"Ci fu un pestaggio ma non fu così violento: Stefano Cucchi non è morto per i ceffoni o pugni ma per colpa delle omissioni e negligenze dei medici".

È la tesi sostenuta oggi in aula dall'avvocato Antonella De Benedictis, difensore del carabiniere Alessio Di Bernardo, nel corso del processo di Appello che vede imputato il militare di omicidio preterintenzionale per il pestaggio del geometra romano morto nel 2009.

Per Di Bernardo il pg Roberto Cavallone ha chiesto una condanna a 13 anni di carcere così come per Raffaele D'Alessandro (in primo grado condannati a 12 anni), e a 4 anni e 6 mesi per il maresciallo Roberto Mandolini (3 anni e sei in primo grado), accusato di falso.

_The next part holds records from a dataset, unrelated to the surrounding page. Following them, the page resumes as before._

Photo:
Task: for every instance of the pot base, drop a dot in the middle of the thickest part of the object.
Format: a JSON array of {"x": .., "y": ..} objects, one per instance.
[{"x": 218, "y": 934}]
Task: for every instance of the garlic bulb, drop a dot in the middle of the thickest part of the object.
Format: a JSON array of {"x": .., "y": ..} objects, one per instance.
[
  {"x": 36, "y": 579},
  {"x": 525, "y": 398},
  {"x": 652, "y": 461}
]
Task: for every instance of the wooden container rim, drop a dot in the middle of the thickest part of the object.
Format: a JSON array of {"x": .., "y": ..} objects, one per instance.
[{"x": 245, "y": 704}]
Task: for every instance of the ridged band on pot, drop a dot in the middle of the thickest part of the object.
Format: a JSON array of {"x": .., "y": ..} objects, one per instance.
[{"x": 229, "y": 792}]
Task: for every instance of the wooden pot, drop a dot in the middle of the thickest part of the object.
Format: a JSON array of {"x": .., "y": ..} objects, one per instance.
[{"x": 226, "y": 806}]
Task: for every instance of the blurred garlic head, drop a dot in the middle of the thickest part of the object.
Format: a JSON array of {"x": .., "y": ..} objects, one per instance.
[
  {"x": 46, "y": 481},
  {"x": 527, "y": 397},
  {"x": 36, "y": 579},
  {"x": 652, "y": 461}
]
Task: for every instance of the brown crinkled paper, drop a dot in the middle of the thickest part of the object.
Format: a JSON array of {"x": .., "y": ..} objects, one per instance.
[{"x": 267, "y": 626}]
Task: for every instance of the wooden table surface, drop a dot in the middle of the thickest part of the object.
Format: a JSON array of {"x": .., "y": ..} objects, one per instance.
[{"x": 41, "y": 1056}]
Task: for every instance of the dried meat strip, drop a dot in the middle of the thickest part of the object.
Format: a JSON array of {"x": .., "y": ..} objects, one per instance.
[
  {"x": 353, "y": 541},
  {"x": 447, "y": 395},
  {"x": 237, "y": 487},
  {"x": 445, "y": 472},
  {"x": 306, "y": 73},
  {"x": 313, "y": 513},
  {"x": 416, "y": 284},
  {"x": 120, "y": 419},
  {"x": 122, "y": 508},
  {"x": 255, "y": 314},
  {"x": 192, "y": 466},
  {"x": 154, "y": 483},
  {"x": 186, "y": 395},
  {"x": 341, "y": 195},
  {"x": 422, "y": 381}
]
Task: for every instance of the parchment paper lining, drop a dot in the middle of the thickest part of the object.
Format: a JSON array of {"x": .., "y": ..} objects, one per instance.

Chiesta, invece, l'assoluzione per Francesco Tedesco, il militare che con le sue dichiarazioni ha fatto luce su quanto avvenuto nella caserma Casilina la notte dell'arresto.

"Nessuno nega che ci sia stato un pestaggio - ha affermato la penalista - ma non è stato così violento. Cucchi non è stato ucciso per i ceffoni o pugni ma le persone che lo hanno lasciato morire sono stati i medici attraverso negligenze e omissioni, chi ha sbagliato ha pagato penalmente e civilmente con un risarcimento".

Secondo l'accusa, il pestaggio in caserma di Cucchi avvenne la sera tra il 15 e il 16 ottobre del 2009, dopo che il giovane era stato arrestato per detenzione di stupefacenti. Il trentenne morì sei giorni dopo mentre si trovava ricoverato all'ospedale Sandro Pertini.

"Dire che Di Bernardo lo ha massacrato di botte non è giusto - ha aggiunto il difensore -. Ci sono stati degli schiaffi e forse una spinta che ha fatto cadere Cucchi. Ha sbagliato chi lo ha fatto e deve pagare, ma non è stato un violento pestaggio. Di Bernardo è una brava persona, un padre di famiglia, un carabiniere pluridecorato: nessuno ha ucciso di botte Cucchi".

Nel corso della sua requisitoria, il 15 gennaio scorso, il pg aveva affermato che in questa "storia abbiamo perso tutti. Nessuno ha fatto una bella figura. Credo che nel nostro lavoro serva più attenzione per le persone, piuttosto che per le carte che abbiamo davanti. Dietro le carte c'è la vita delle persone - aveva detto Cavallone -. Quanta violenza siamo disposti a nascondere ai nostri occhi da parte dello Stato senza farci problemi di coscienza? Quanto è giustificabile l'uso della forza in certe condizioni? Noi dobbiamo essere diversi, noi siamo addestrati a resistere alle provocazioni, alle situazioni di rischio". La sentenza nel processo di appello è attesa per il mese di maggio.